Ideias que façam o Estado poupar pelo menos 50 mil euros podem valer um salário extra aos funcionários públicos responsáveis. Saiba o que deve constar na candidatura.

Chama-se Sistema de Incentivos à Eficiência da Despesa Pública, ou SIEF, e significa que os funcionários da Administração Pública que tenham ideias concretas para poupar dinheiro ao Estado podem ter direito a um bónus salarial que pode chegar a um ordenado extra. Como se pode participar neste programa?

O Governo já tinha delineado, numa portaria publicada a 1 de junho, como se deveriam realizar as candidaturas: devem ser submetidas online por equipas de funcionários públicos, que podem incluir dirigentes e trabalhadores até um limite de 40 pessoas. Para a proposta ser considerada, tem de gerar uma redução de despesa de pelo menos 50 mil euros anuais.

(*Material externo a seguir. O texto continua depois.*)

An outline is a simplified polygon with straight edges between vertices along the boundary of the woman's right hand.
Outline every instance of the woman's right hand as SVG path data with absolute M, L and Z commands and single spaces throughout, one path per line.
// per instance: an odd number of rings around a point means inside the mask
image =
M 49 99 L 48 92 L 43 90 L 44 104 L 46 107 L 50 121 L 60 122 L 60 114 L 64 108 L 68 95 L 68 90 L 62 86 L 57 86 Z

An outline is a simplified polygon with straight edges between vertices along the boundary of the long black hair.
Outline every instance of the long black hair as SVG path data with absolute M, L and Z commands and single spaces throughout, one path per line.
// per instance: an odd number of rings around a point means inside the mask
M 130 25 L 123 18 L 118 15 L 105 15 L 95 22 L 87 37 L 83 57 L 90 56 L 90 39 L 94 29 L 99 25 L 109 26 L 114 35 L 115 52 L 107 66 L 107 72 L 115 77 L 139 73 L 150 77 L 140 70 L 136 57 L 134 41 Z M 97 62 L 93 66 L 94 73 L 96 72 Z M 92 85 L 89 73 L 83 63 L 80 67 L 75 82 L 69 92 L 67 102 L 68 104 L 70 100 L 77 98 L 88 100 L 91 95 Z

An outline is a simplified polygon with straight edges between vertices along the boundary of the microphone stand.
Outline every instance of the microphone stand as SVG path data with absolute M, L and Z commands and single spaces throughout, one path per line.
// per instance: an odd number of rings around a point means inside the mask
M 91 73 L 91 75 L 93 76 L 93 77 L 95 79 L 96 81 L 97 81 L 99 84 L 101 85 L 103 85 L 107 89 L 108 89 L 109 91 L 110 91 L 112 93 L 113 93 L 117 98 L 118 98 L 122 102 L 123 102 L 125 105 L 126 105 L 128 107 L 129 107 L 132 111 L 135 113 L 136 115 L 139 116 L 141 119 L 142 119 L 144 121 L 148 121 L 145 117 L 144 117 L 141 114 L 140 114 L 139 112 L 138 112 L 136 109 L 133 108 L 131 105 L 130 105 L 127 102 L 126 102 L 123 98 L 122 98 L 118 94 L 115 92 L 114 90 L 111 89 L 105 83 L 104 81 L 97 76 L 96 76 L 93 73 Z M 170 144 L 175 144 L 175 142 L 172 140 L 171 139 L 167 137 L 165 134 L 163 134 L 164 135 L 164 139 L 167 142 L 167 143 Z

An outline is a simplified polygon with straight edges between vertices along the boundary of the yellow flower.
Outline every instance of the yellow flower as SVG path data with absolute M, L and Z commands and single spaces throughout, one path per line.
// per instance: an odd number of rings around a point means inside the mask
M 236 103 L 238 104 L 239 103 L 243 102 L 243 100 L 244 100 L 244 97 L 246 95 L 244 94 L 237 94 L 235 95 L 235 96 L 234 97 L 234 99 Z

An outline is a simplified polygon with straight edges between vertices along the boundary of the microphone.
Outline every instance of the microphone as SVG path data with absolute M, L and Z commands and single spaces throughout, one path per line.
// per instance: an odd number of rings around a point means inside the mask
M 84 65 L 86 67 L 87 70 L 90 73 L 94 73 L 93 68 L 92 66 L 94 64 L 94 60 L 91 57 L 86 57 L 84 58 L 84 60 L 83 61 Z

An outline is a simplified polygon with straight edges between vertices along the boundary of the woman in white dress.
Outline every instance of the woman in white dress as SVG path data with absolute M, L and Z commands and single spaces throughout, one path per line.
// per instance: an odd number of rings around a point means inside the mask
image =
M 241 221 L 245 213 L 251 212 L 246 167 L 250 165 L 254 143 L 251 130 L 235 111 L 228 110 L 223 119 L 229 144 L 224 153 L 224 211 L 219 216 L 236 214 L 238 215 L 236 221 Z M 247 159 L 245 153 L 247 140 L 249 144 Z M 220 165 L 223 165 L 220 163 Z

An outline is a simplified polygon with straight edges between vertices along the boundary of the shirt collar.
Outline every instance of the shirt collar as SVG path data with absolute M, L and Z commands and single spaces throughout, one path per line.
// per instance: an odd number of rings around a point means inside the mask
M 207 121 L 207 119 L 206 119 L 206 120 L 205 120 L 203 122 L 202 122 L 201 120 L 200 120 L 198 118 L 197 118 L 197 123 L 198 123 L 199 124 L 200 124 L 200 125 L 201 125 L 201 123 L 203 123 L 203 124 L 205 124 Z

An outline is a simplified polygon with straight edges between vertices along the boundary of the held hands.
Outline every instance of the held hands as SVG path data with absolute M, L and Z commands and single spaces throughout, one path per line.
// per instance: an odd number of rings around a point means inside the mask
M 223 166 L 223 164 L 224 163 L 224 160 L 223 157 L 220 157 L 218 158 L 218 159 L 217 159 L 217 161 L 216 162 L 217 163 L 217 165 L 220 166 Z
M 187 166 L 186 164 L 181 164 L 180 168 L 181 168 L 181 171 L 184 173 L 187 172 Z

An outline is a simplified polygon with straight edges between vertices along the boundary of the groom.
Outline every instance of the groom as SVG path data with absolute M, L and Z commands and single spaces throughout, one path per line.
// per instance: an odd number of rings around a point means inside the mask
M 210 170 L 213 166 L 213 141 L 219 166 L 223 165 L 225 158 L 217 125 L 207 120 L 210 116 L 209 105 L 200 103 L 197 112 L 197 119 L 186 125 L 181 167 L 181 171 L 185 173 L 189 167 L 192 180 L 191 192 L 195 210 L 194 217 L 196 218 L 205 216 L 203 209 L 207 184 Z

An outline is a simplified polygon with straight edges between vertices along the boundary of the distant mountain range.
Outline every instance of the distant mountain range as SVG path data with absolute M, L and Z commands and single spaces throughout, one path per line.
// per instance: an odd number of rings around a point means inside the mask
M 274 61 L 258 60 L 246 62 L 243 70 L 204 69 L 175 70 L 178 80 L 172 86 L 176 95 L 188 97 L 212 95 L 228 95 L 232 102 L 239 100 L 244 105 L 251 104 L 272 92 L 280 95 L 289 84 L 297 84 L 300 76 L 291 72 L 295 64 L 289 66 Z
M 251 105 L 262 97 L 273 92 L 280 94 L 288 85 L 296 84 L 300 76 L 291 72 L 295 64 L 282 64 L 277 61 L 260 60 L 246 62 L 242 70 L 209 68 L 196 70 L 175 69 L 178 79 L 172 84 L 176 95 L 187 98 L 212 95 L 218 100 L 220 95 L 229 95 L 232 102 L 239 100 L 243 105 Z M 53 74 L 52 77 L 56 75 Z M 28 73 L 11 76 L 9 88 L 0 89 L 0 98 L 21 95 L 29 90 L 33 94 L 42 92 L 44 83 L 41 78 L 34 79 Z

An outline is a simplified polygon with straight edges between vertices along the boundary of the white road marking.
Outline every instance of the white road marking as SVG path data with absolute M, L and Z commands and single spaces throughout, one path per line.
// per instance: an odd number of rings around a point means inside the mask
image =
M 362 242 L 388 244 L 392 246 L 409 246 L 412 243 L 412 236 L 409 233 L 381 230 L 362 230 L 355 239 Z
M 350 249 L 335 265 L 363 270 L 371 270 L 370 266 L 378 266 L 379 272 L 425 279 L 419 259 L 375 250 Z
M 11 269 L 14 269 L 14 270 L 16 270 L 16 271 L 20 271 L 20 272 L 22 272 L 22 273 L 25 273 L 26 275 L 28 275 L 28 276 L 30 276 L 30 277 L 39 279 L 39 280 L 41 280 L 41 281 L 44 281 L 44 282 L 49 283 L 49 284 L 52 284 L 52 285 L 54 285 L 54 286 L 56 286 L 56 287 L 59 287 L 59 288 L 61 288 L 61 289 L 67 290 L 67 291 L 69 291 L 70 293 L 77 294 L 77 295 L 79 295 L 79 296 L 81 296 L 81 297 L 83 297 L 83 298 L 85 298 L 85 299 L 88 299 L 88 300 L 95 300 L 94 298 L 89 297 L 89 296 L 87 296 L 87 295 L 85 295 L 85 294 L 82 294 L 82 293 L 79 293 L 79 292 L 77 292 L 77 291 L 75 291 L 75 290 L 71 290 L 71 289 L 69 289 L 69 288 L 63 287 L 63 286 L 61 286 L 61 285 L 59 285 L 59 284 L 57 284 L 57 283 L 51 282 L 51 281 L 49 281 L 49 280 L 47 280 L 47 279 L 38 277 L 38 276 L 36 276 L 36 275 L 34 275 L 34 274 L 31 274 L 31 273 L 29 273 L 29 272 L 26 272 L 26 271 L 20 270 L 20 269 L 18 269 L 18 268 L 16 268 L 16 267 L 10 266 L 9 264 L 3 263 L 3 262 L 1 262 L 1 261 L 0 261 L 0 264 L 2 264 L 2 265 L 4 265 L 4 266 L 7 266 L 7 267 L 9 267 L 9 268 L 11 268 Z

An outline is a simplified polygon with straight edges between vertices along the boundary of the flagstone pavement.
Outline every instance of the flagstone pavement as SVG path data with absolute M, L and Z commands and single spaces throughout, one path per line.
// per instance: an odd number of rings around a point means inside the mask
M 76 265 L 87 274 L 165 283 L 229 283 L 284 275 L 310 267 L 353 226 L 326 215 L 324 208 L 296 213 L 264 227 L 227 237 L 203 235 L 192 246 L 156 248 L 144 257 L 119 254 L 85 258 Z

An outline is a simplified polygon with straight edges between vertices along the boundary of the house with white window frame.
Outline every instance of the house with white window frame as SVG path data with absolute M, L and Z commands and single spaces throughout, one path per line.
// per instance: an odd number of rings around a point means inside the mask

Agora, com um despacho publicado esta segunda-feira, o ministro das Finanças Mário Centeno esclarece melhor o que deve constar na candidatura em si. Através do site do SIEF, os funcionários que tenham uma proposta devem preencher um formulário eletrónico com as seguintes informações:

  1. A designação, o NIF e a tutela do organismo de onde provém a equipa que faz a candidatura;
  2. A identificação, incluindo categoria e vencimento, dos trabalhadores que pertencem à equipa que executaria as medidas propostas;
  3. A descrição das medidas propostas e dos resultados que se preveem, “com indicação de todos os custos diretos e indiretos”;
  4. A poupança total (sempre pelo menos 50 mil euros);
  5. A calendarização para a execução das ideias descritas;
  6. A despesa associada às medidas em questão, com os resultados obtidos nos últimos três anos;
  7. Os incentivos que se pretende receber em troca, quantificados por membro da equipa;
  8. Duas declarações sob compromisso de honra, uma do representante da equipa e outra do dirigente máximo do serviço.

Os incentivos que as equipas podem receber podem ser financeiros — um bónus salarial de 50% da poupança gerada, até a um máximo de um ordenado mensal da equipa que as submeter — ou não financeiros. Se a poupança tiver recorrência anual, os incentivos podem ser atribuídos até quatro anos consecutivos. Os incentivos não financeiros podem constituir ações de formação profissional, aumentar o recurso ao teletrabalho, ou mesmo “a melhoria da oferta de amenidades, nomeadamente, salas de refeição e espaços sociais e de convívio”.

As candidaturas decorrem até 31 de dezembro. Depois de o projeto ter sido executado, a equipa responsável deverá apresentar um relatório de execução para mostrar que as metas foram cumpridas, e quantos custos foram de facto cortados. Também deve ser demonstrável que a qualidade dos serviços não reduziu.